We now have something SIMD-friendly. Every lane of the right-hand side is negated, and we then perform the same comparison on every lane after a shuffle. We can view this as a two-step process: “invert” the right-hand side by negating all the terms and putting the upper bounds in the lower bounds’ lanes and vice-versa, then perform the comparison.
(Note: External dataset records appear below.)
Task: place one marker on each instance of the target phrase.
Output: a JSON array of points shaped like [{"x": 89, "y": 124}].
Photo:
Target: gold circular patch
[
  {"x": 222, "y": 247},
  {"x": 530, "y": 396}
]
The first is fairly easy to implement:

 1// Another "newtype" around i32x4 so that we can't accidentally forget the
 2// invert step
 3#[derive(Clone, Copy, Debug)]
 4struct InvertedBoundingBox(i32x4);
 5impl BoundingBox {
 6    fn invert(self) -> InvertedBoundingBox {
 7        // Lanes:     0    1   2   3
 8        // Input:  (-x0, -y0, x1, y1)
 9        // Output: (-x1, -y1, x0, y0)
10        InvertedBoundingBox((-self.0).shuf(2, 3, 0, 1))
11    }
12}

For the comparison step, we want to check that every lane of the left-hand side is greater than or equal to the corresponding lane of the right-hand side. Assuming space is not so large that overflow is a concern, we know that if $a≥b$, the result of $a-b$ will never have its sign bit set. The “move mask” primitive (movmskps in SSE speak) will give us the sign bit of all lanes in a single integer. Putting these together, we can simply subtract the two vectors and test that all the sign bits are zero.

1impl BoundingBox {
2    fn overlaps(self, other: InvertedBoundingBox) -> bool {
3        let diff = self.0 - other.0;
4        0 == diff.movemask()
5    }
6}

That’s about it for bounding boxes. It may seem like all this just makes already fast operations even faster, but both unions and overlap tests must be performed multiple times per update for every object and so count against Hexeline’s 100 nanosecond budget, so making them as fast as possible is extremely important.